Investigator alleges misconduct in armed Nevada standoff

December 15, 2017

FILE - In this Nov. 30, 2017, file photo, Ryan Bundy, eldest son of Nevada rancher and states' rights figure Cliven Bundy, talks to a reporter outside the U.S. District Courthouse in Las Vegas. A lead investigator looking into how the U.S. Bureau of Land Management handled an armed standoff with the Bundy family and supporters in Nevada is alleging misconduct in an 18-page memo that has surfaced during a trial on federal charges. (AP Photo/Ken Ritter, File)

PORTLAND, Ore. (AP) — A lead investigator with the U.S. Bureau of Land Management who looked into how his agency handled an armed standoff with ranchers in Nevada is alleging misconduct in a whistleblower memo, a newspaper that obtained the document reported Friday.

The memo obtained by The Oregonian/OregonLive prompted the attorney for lead defendant Cliven Bundy to file a motion to dismiss the case.

It also comes as U.S. District Judge Gloria M. Navarro debates what to do about defense team assertions that federal prosecutors have not turned over complete evidence records about the conduct of FBI and other government agents during the standoff. She has dismissed the jury for a week — until Wednesday — while she considers the issue.
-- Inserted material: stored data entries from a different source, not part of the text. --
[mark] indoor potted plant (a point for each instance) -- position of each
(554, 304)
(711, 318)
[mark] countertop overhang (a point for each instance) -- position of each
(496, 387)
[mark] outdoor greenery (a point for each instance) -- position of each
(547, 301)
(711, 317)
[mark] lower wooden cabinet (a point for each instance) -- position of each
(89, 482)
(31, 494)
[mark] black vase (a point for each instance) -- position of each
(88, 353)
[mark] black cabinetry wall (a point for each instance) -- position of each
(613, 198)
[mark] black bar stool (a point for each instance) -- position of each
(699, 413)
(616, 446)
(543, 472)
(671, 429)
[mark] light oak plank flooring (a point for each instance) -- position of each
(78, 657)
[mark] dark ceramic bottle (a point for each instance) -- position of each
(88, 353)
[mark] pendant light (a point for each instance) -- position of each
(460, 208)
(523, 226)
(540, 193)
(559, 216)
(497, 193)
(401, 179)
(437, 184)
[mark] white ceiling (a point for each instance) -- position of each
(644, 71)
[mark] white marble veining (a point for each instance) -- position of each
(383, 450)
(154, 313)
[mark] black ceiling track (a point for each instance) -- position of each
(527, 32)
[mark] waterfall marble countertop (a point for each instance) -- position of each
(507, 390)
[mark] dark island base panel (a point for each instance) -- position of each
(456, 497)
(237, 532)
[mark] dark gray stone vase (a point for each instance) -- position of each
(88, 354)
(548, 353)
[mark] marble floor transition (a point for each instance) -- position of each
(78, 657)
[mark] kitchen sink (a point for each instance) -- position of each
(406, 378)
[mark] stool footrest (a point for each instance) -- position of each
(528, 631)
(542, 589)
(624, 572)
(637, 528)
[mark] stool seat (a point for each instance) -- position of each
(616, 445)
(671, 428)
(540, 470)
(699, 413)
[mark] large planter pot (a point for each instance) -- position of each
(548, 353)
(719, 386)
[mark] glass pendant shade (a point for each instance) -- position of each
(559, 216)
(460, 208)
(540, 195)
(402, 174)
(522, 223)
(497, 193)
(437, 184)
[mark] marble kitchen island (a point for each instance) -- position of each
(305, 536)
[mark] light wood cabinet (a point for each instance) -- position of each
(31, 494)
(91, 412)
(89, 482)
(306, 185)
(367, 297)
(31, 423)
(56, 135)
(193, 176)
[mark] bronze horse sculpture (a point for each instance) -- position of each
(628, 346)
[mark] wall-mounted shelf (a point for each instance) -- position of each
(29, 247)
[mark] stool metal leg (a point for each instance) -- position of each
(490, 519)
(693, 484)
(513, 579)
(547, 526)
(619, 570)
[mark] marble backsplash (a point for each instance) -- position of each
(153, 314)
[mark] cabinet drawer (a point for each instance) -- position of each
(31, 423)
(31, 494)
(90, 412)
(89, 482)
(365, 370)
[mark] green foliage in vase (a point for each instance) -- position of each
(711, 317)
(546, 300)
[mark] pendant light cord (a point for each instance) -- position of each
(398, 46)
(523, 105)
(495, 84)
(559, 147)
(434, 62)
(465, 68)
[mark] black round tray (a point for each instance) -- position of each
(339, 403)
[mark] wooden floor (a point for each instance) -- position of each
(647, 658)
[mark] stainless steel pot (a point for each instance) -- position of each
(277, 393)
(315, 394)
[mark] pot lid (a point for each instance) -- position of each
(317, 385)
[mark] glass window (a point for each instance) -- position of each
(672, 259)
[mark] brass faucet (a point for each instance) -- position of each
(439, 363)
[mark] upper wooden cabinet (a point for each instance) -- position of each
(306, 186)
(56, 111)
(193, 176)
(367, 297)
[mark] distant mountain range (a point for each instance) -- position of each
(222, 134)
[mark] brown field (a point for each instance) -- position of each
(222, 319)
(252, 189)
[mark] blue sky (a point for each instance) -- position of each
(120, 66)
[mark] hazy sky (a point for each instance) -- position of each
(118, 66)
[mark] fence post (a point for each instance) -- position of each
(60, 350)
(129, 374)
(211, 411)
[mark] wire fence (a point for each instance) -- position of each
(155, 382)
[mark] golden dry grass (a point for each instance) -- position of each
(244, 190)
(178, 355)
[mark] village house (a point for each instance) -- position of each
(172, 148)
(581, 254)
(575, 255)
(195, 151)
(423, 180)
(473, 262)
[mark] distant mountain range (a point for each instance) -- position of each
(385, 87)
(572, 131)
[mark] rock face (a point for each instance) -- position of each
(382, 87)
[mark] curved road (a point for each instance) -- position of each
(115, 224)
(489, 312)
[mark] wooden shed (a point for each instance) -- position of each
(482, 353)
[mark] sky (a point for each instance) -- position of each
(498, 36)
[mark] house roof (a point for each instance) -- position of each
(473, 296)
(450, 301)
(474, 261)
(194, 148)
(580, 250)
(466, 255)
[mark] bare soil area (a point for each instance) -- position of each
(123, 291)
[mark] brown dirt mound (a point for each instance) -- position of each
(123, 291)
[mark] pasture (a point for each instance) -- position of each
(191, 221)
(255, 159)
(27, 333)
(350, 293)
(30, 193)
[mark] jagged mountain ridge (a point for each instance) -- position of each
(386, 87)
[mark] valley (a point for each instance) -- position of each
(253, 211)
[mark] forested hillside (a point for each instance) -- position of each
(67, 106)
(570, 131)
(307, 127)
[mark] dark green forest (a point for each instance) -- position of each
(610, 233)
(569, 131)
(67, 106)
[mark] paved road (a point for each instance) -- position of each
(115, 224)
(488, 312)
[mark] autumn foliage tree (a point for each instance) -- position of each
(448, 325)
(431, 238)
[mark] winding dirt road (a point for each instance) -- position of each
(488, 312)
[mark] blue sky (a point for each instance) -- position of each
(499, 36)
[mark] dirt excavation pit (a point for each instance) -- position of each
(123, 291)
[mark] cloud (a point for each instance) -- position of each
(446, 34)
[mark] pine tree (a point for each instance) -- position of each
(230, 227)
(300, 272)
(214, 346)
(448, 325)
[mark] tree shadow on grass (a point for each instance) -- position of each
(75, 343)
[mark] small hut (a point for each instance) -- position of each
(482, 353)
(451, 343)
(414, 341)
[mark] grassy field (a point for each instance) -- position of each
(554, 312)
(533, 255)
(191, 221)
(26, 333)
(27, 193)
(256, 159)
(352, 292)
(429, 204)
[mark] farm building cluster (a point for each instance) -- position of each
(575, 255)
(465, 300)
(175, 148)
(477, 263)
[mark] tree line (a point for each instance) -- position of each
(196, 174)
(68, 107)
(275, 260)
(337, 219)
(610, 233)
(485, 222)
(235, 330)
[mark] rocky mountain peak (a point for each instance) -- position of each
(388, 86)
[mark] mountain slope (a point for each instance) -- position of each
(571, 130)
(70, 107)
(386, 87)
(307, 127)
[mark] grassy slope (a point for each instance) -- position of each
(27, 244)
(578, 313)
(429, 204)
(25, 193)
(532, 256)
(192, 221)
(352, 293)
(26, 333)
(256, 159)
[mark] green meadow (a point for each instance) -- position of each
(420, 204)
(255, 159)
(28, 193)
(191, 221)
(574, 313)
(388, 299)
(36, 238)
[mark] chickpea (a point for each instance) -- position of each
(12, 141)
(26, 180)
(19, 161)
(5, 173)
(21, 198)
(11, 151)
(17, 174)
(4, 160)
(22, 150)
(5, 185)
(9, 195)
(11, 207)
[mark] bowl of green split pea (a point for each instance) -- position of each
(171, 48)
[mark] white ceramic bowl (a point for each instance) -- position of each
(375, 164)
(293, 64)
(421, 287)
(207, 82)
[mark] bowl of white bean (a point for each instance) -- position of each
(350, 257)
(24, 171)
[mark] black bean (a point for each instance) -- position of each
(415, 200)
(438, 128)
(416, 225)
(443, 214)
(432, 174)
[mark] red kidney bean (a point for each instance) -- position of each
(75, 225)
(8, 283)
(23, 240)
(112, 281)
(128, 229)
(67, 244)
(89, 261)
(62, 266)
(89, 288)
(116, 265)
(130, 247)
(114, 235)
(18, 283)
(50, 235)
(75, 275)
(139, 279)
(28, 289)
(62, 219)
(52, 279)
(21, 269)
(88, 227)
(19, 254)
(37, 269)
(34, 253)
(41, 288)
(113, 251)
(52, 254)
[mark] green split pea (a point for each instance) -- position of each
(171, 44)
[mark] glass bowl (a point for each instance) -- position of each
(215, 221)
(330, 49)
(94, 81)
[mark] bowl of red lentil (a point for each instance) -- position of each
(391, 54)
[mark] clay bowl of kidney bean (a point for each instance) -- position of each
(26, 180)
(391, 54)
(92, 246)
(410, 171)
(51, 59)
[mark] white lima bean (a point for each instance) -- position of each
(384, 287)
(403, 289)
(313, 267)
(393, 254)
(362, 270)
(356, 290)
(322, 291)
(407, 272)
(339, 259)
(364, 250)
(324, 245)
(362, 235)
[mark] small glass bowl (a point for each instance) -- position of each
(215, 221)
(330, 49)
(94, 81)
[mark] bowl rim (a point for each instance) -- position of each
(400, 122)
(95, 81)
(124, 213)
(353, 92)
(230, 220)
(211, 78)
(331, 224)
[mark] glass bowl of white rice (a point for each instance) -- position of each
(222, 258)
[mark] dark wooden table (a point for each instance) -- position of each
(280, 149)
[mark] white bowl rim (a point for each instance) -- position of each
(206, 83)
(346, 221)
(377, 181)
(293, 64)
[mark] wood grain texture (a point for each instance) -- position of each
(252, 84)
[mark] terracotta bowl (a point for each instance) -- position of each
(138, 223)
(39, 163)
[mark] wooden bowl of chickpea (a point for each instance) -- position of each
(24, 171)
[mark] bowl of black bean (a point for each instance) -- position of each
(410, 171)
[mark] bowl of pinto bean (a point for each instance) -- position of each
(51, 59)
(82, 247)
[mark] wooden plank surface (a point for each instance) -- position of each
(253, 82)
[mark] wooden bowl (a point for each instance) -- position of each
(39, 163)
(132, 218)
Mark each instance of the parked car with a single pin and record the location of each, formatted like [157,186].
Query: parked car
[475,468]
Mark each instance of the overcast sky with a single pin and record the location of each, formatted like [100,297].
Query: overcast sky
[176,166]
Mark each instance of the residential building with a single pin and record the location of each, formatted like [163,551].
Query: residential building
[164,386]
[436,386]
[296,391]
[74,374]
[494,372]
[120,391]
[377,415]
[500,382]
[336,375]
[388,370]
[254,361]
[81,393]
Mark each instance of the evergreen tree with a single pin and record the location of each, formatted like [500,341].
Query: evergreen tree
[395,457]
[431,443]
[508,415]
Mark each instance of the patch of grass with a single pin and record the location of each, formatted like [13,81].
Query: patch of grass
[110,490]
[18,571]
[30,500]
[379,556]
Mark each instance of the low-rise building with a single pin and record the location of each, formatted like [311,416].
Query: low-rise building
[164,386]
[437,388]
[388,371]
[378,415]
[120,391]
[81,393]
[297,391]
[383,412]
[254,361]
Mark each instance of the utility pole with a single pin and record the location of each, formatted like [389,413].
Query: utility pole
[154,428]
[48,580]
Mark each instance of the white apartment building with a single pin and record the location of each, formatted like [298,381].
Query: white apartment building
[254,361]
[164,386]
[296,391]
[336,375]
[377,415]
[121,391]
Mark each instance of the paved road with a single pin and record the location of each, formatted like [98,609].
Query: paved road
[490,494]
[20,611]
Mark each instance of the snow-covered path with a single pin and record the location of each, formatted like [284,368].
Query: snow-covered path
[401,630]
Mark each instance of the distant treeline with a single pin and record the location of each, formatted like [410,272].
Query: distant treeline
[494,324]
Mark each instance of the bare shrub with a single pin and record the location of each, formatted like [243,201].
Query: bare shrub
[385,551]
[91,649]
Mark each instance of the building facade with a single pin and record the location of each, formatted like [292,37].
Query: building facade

Bundy and sons Ammon and Ryan Bundy and Ryan Payne are accused of conspiring to block federal agents from enforcing court orders to confiscate family cattle on public land. Cliven Bundy had failed to pay grazing fees and fines for years. The men are also charged with firearms crimes, threatening a federal law enforcement officer, obstruction of justice and extortion in a trial that began last month in U.S. District Court in Las Vegas.

Larry Wooten, lead case agent and investigator for the U.S. Bureau of Land Management, also testified before a federal grand jury that returned indictments against the Bundys for the standoff at Cliven Bundy’s ranch in Bunkerville, Nevada.

He said he was removed from the investigation last February after he complained to the U.S. Attorney’s Office in Nevada.

Last month, he sent a whistleblower email to the U.S. Department of Justice, alleging a “widespread pattern of bad judgment, lack of discipline, incredible bias, unprofessionalism and misconduct, as well as likely policy, ethical and legal violations among senior and supervisory staff” at the Bureau of Land Management’s Office of Law Enforcement and Security.

Wooten wrote that supervisory agents repeatedly mocked the defendants; displayed “clear prejudice” against the Bundys, their supporters and Mormons; and displayed altered booking photos of Cliven Bundy and other defendants in a federal office and in an office presentation.

The memo described “heavy handedness” by government officers as they prepared to impound Cliven Bundy’s cattle.

He said some officers “bragged about roughing up Dave Bundy, grinding his face into the ground and Dave Bundy having little bits of gravel stuck in his face.”

Dave Bundy, one of Cliven Bundy’s sons, was arrested April 6, 2014, while videotaping men he suspected were federal agents near his father’s ranch.

Wooten also alleged that supervisory agents failed to turn over required discovery evidence to the prosecution team that could help the defense or be used to question the credibility of a witness, as required by law.

Cliven Bundy’s lawyer Bret O. Whipple said the new information was “quite a development.” The memo has not been filed with the court but was shared with the defense.

“In my mind, I think the case should be dismissed by next Tuesday,” he told The Oregonian/OregonLive.“I think I can get my client home for Christmas.”

Trisha Young, a spokeswoman for the Nevada U.S. Attorney’s Office, told the newspaper Friday that her office declined to comment.

They’re also accused of using or carrying a firearm in a crime of violence, threatening a federal law enforcement officer, obstruction of justice and extortion.

Their trial began Nov. 14 in Las Vegas.